Bu mitolojik veriler ışığında, Destanlar Çağı ve Geç Bronz Çağı’nda Kuzey Batı Anadolu’da etnik olarak bağlantılı kabileler ve kabile ittifakları tarafından yönetilen aristokrat sınıfların egemen olduğu anlaşılmaktadır. Bu topluluklar arasında kız alıp verme yoluyla akrabalık ilişkileri gözlenmektedir. Mysialılar, Bebrykler ve Mariandynler ile Troya, Balkan ve Trak kökenli toplulukların zaman zaman müttefik, zaman zaman da hasım olarak karşımıza çıktığı ve bu ilişkilerin askeri mücadelelerle desteklendiği görülmektedir. Mitolojik kaynaklarda bu yöneticilerin çoğunun Poseidon’un soyundan geldiğinin belirtilmesi, bölgedeki kültürel ve dini ilişkiler açısından ilginç bir göstergedir.

Bölgedeki mitolojik ve tarihsel isimlerden biri olan Mariandyn Kralı Daskylus’un adı, Lydia Kralı Giges’in babasının adı olarak da karşımıza çıkmakta ve Karia’da Daskylus adını taşıyan bir kentle bağlantılı olarak bölgenin etnik ve kültürel etkileşimlerini düşündürmektedir.
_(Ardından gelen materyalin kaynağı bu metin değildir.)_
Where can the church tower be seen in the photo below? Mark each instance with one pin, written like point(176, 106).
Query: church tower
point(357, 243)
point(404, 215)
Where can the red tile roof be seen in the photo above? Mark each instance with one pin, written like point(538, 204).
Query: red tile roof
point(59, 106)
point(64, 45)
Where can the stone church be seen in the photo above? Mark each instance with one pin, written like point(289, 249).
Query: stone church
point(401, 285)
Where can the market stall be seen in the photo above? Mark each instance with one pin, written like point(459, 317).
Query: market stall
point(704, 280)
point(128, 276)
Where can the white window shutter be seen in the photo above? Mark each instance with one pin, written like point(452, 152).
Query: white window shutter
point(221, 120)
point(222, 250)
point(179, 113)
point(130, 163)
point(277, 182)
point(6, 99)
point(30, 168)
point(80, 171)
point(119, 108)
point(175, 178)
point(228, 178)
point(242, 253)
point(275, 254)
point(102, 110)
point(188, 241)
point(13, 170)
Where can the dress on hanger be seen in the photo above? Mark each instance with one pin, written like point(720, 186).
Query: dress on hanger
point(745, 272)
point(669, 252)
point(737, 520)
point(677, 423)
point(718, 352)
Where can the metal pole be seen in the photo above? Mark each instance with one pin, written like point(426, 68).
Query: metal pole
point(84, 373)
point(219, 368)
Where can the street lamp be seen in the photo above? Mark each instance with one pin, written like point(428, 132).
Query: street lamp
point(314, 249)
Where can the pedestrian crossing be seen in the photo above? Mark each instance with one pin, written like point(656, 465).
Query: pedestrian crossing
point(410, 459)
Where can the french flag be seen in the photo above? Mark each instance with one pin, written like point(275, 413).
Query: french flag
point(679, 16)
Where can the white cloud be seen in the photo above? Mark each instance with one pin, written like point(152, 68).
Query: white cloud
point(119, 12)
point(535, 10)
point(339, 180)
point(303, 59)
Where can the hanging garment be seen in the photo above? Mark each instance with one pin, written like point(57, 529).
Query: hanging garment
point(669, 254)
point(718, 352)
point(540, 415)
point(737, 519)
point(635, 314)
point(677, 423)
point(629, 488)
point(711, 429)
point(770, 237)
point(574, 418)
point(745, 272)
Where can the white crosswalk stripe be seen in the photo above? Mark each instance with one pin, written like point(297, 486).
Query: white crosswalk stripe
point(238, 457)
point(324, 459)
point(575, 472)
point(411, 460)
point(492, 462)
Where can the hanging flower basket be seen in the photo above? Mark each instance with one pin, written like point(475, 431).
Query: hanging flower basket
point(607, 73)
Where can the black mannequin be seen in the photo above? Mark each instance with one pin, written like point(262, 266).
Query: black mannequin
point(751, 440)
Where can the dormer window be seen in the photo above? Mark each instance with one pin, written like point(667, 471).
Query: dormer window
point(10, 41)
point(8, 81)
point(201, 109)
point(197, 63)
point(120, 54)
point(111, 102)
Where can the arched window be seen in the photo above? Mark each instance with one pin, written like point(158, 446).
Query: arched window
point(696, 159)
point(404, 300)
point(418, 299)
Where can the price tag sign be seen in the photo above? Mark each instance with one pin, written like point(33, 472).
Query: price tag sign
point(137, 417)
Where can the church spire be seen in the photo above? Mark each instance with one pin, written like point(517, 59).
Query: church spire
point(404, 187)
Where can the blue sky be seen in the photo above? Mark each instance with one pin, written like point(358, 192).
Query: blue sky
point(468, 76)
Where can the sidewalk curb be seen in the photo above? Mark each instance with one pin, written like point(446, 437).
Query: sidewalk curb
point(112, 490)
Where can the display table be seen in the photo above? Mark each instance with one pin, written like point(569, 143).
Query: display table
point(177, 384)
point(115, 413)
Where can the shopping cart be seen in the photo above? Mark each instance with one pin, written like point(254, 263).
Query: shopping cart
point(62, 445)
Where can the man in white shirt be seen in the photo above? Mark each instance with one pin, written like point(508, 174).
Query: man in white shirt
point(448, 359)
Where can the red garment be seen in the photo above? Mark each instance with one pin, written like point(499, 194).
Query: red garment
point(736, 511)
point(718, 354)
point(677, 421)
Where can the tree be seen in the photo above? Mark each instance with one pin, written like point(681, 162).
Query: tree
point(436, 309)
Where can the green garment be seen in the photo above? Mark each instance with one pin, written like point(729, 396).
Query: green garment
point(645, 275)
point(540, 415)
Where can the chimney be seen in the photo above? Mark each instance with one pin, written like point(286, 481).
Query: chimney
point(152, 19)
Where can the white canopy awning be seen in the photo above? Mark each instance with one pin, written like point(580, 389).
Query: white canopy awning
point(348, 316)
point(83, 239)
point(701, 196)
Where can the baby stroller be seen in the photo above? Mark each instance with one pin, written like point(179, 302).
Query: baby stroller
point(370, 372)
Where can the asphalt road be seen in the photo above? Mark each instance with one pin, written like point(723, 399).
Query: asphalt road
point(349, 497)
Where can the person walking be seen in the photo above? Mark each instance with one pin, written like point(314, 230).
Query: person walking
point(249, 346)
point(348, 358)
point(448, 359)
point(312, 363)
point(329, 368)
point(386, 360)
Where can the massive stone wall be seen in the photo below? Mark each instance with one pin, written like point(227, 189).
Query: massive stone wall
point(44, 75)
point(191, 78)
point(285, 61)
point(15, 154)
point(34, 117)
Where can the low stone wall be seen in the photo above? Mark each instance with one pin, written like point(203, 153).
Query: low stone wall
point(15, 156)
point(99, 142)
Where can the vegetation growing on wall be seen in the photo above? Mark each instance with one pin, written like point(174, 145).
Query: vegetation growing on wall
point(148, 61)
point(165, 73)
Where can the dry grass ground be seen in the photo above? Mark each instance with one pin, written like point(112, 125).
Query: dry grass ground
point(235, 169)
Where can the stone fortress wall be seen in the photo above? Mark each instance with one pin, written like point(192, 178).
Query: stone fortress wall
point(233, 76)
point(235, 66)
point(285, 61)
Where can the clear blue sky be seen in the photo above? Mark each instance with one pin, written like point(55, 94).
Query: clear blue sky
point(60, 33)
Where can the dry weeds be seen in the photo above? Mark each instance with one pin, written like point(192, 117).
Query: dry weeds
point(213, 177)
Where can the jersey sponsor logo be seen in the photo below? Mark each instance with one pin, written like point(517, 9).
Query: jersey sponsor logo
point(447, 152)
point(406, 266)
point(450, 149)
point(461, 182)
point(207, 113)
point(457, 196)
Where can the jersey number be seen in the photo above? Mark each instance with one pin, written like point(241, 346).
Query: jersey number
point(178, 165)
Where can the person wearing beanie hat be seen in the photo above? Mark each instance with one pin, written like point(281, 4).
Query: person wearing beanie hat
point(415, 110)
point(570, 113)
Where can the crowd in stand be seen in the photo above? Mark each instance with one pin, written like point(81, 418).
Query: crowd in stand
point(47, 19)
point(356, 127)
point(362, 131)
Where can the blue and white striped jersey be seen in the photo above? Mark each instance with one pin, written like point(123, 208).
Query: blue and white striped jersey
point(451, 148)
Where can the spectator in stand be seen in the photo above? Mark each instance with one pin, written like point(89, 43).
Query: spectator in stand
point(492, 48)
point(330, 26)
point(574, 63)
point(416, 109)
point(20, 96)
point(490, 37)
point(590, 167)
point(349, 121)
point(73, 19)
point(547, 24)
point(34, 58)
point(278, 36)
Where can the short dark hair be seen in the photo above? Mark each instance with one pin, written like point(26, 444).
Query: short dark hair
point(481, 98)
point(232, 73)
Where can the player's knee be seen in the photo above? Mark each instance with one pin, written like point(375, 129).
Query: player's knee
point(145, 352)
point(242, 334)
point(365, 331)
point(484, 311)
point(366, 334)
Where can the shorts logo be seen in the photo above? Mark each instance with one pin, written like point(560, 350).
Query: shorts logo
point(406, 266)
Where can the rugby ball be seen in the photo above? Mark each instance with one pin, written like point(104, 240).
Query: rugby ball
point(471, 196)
Sakarya Irmağı’na adını veren Nehir Tanrısı Saggarios ise Kybele kültüyle ilişkili bir dini figür olarak, bölgedeki yaşam ve ölüm ritüellerinin anlaşılmasına katkıda bulunmaktadır.

Destanlar Çağı sonrasında, M.Ö. 1000 sonrası bölgeye gelen Bithynialılar, M.Ö. VI. yüzyılda etkinlik kazanmış ve Sakarya ile çevresindeki Mariandynler ve diğer Trak kökenli topluluklar üzerinde denetim kurmuşlardır (Herodot, Historia III-90; Strabon, Geographica XII-111). Bithynialıların Trak kökeni, Thynler ile bağlantıları ve Troya Savaşı’na katılım hikâyeleri (Homeros, İliada X: 482-497) bu etnik bağları güçlendirmektedir. Bölge, daha sonra Kroesus döneminde Lidyalıların, M.Ö. 546 sonrası Perslerin egemenliğine girmiş, ancak yerel topluluklar kendi etnik ve politik yapısını korumayı sürdürmüştür.

M.Ö. IV. yüzyıl ve sonrası, Büyük İskender ve generalleri döneminde Bithynia’daki yerel kabilelerin bağımsızlık mücadeleleriyle karakterize edilmektedir. Daedalses, Botiras, Bas ve Zipoetes gibi liderler bölgedeki denetimi sağlamış, M.Ö. 297’de Zipoetes’in krallığını ilan etmesiyle Bithynia Krallığı kurulmuştur. I. Nikomedes’in Galatlar ile ittifakı ve Nicomedia’nın (günümüz İzmit) kuruluşu, bölgenin Hellenistik kültürle etkileşimini artırmıştır.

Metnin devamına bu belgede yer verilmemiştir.